I am not sure what selection/enrichment you are using to increase the proportion of 'mutant' plasmid, but usually we do see varying degree of the 'wild-type' plasmid. Pick the clone (colony) showing the desired mutation at 100%. You may have to go through a second round of transformation with dilute DNA and screening for such 'pure' mutant clones.

I amplify a particular region between two resteiction sites of different enzymes. And then digest both the plasmid and pcr product. Followed by gel run of the digested product. From the gel i elute the digested pcr product(insert) and one band(vector) of the plasmid, leaving the second band (which is same as pcr product but no mutation). Then I ligate and transform. After that when I do plasmid prep and digestion for some plasmids I see wild plasmid type pattern and for some mutant plasmid type pattern

Hi there,

So you are not confronted with mutagenesis issue but with cloning issue. If you find wt sequence at the end it means the initial plasmid hasn't been properly digested (left circular or just linearized) and has self circularized during ligation. Did you run ligation controls (vector alone in the ligation mix without insert without ligase and vector with ligase without insert)? If no you should as they will tell you where do the clones come from actually... Including non digested vector or self circularization: if clones with the control without ligase without insert then it's due to non digested vector; if clones with control without insert only then they come from either non digested plasmid or from plasmid self ligation.

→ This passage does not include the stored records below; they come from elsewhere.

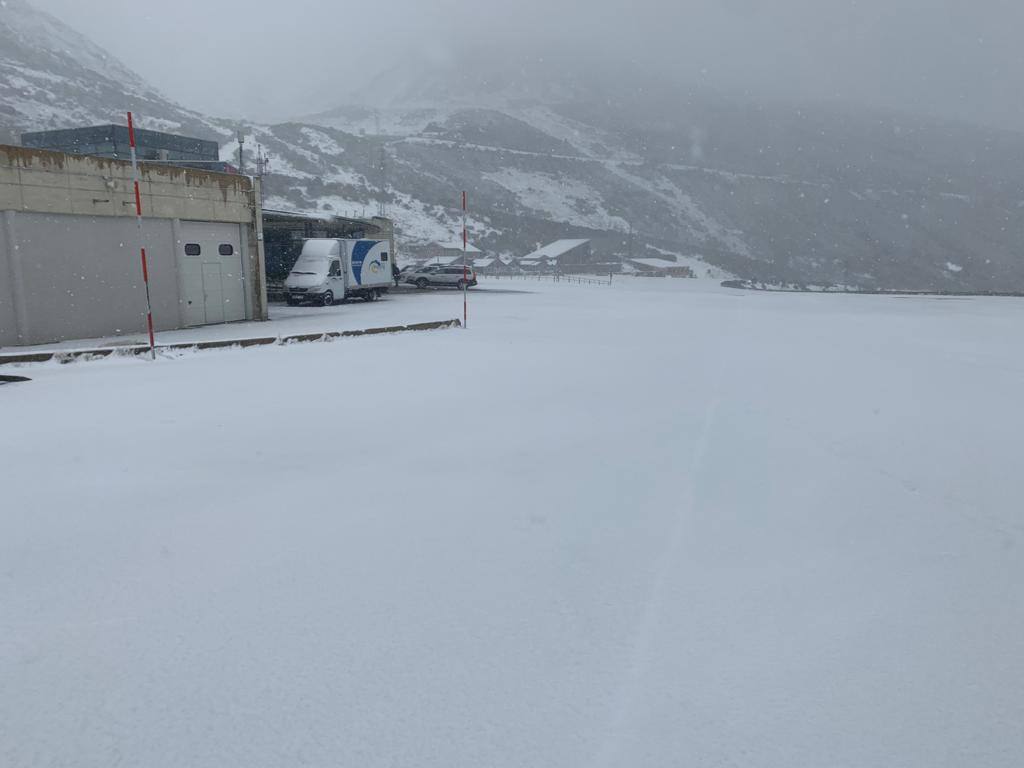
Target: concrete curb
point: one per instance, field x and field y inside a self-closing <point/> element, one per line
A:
<point x="70" y="355"/>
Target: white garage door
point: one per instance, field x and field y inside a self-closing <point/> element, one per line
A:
<point x="212" y="278"/>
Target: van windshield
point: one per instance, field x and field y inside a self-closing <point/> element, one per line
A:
<point x="309" y="266"/>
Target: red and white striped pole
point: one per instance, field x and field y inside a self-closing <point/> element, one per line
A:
<point x="141" y="248"/>
<point x="465" y="267"/>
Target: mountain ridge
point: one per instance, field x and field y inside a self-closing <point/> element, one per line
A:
<point x="771" y="193"/>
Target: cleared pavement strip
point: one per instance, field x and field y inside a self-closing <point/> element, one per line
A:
<point x="68" y="355"/>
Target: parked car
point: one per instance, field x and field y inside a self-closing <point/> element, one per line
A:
<point x="453" y="275"/>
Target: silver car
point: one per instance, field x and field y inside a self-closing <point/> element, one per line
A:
<point x="453" y="275"/>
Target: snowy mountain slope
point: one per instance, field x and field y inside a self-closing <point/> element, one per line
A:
<point x="52" y="77"/>
<point x="779" y="193"/>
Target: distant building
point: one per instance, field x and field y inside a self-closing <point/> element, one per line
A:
<point x="561" y="253"/>
<point x="488" y="265"/>
<point x="654" y="267"/>
<point x="112" y="141"/>
<point x="448" y="253"/>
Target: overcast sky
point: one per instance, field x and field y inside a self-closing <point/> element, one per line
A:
<point x="960" y="58"/>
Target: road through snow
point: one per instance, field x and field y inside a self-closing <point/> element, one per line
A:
<point x="658" y="523"/>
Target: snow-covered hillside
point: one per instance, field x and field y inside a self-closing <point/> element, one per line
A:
<point x="695" y="527"/>
<point x="777" y="193"/>
<point x="52" y="77"/>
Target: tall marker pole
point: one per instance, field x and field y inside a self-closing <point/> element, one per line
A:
<point x="141" y="248"/>
<point x="465" y="267"/>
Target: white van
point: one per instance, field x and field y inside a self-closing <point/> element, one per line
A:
<point x="330" y="270"/>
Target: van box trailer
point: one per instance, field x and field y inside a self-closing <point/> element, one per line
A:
<point x="333" y="269"/>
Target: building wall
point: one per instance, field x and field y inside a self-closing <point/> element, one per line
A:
<point x="578" y="255"/>
<point x="69" y="252"/>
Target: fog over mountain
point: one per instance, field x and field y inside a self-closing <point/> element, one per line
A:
<point x="269" y="61"/>
<point x="727" y="137"/>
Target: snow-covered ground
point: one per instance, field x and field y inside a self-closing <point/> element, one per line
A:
<point x="653" y="524"/>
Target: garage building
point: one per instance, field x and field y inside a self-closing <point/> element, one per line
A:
<point x="69" y="247"/>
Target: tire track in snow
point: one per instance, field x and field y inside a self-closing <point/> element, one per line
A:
<point x="632" y="686"/>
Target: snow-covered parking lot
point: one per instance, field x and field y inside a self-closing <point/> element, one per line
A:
<point x="654" y="524"/>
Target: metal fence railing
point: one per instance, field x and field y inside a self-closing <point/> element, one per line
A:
<point x="579" y="280"/>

Actually this question is a general question, not for the experimental issue, because as told before I do get mutated plasmid along with the wild plasmid.

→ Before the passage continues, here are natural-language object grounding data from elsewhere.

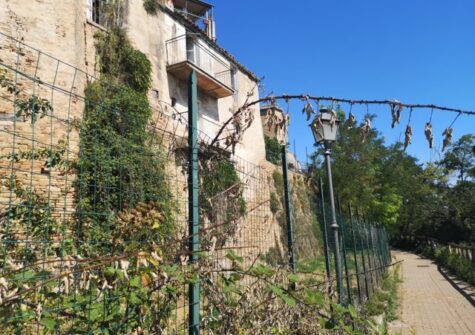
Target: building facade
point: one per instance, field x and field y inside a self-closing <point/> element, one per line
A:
<point x="178" y="38"/>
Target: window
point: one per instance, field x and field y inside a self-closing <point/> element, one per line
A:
<point x="96" y="11"/>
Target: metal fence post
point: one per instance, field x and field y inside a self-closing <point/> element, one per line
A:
<point x="343" y="246"/>
<point x="288" y="210"/>
<point x="193" y="209"/>
<point x="357" y="271"/>
<point x="325" y="234"/>
<point x="369" y="267"/>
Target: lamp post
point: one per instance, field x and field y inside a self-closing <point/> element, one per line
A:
<point x="324" y="129"/>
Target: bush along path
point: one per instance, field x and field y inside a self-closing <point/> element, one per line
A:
<point x="429" y="303"/>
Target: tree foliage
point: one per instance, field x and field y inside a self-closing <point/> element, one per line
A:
<point x="390" y="186"/>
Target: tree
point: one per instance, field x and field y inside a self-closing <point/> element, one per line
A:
<point x="461" y="158"/>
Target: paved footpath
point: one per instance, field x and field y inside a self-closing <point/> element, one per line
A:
<point x="430" y="304"/>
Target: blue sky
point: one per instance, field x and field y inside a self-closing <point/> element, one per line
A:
<point x="416" y="51"/>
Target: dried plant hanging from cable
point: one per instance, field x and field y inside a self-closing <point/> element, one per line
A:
<point x="408" y="133"/>
<point x="448" y="133"/>
<point x="428" y="131"/>
<point x="351" y="121"/>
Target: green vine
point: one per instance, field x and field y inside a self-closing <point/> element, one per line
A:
<point x="273" y="150"/>
<point x="221" y="191"/>
<point x="151" y="6"/>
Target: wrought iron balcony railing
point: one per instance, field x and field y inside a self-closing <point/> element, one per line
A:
<point x="185" y="53"/>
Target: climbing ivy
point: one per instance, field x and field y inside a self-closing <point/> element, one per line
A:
<point x="273" y="150"/>
<point x="221" y="191"/>
<point x="151" y="6"/>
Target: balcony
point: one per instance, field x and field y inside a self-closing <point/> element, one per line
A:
<point x="186" y="53"/>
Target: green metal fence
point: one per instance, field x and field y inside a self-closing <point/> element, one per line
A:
<point x="99" y="218"/>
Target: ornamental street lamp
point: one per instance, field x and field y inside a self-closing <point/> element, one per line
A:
<point x="325" y="128"/>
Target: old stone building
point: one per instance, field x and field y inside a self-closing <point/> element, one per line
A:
<point x="179" y="37"/>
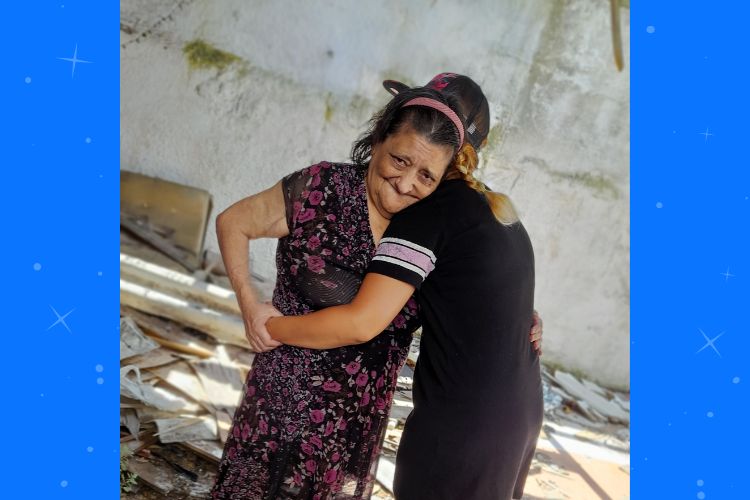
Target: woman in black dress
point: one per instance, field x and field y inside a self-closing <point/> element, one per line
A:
<point x="477" y="385"/>
<point x="311" y="422"/>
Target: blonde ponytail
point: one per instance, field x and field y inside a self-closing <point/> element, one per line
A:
<point x="463" y="168"/>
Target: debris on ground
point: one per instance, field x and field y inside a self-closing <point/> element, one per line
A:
<point x="184" y="359"/>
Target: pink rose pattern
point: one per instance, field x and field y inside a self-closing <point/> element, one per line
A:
<point x="311" y="422"/>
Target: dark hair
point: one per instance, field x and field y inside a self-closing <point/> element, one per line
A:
<point x="435" y="126"/>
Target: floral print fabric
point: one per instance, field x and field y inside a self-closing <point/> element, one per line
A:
<point x="310" y="423"/>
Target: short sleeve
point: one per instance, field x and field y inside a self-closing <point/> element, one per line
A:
<point x="304" y="191"/>
<point x="411" y="244"/>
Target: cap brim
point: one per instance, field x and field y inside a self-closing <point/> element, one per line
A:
<point x="394" y="87"/>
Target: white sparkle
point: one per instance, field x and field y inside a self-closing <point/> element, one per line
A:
<point x="74" y="60"/>
<point x="709" y="343"/>
<point x="727" y="275"/>
<point x="61" y="319"/>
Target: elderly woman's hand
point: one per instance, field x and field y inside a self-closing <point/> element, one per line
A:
<point x="536" y="333"/>
<point x="255" y="318"/>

But, yes I have once transformed cells with ligation mixture having only vector, but no insert. I didn't get any colonies. It means digestion was complete. But after every transformation, both wild and mutated plasmids I get. So, just I was curious to know from where it comes.

If the WT type plasmid is of E cloi origin then you should use Dpn1 digestion to get rid of the WT plasmid. Have you done it?

So you are cloning both wt and mutant within the same ligation, right? So both PCR copies are present in the ligation mix. YOur PCR product is not homogenous then...

No. I already have a plasmid with the gene of interest. What I am doing is I am introducing mutation in that gene with SOE-PCR, by amplifying only a small region present between two unique restriction sites (each site present only once in the plasmid). after pcr, I am digesting both the original plasmid and the PCR product to get sticky ends in them. after the digestion, same size of fragment is released from the plasmid as that of pcr fragment. with the help of gel extraction I am removing that original fragment and with ligation introducing the mutated fragment into the plasmid.

Since I already have PCR fragments with mutation, and I have removed the original fragment by gel extraction, then also I see some wild sequences. So, I was wondering how or from where it is coming?

one possible answer I thought was the proof reading activity of polymerase enzyme. But since mutation is in primers, enzyme can't correct that. It can proofread only what it's introducing.

OK so it might be due to the matrix you use for PCR:

Do you use the full plasmid as template? If yes do you gel purify the PCR product before digest? If not, the digest of the matrix together with the PCR product will give you some wt insert. BTW what is the frequency of wt? It should be low...

If frequency is high then it's definitely a cloning issue (the ligation control with no clone you were talking about in a previous message is vector alone with ligase or vector alone without ligase?)

Thanks Dominique, from your reply I have got the idea from where wt is coming.

Reason could be as follows-

when I do first set of PCR [PCR 1 (with primers A and B) and PCR 2 (with primers C and D)], then I use whole wild plasmid. But I purify the PCR products with PCR purification kit and not by gel extraction. So in the purified product, wild plasmids are still present.

Then I use the above PCR products further for PCR 3 with flanking primers (primers A and D). So there the flanking primers are amplifying the wild plasmids also and from there we get the wild pcr products (non mutated fragment) along with the mutated fragments (from the previous pcr products).

Thank you so much everyone for the reply.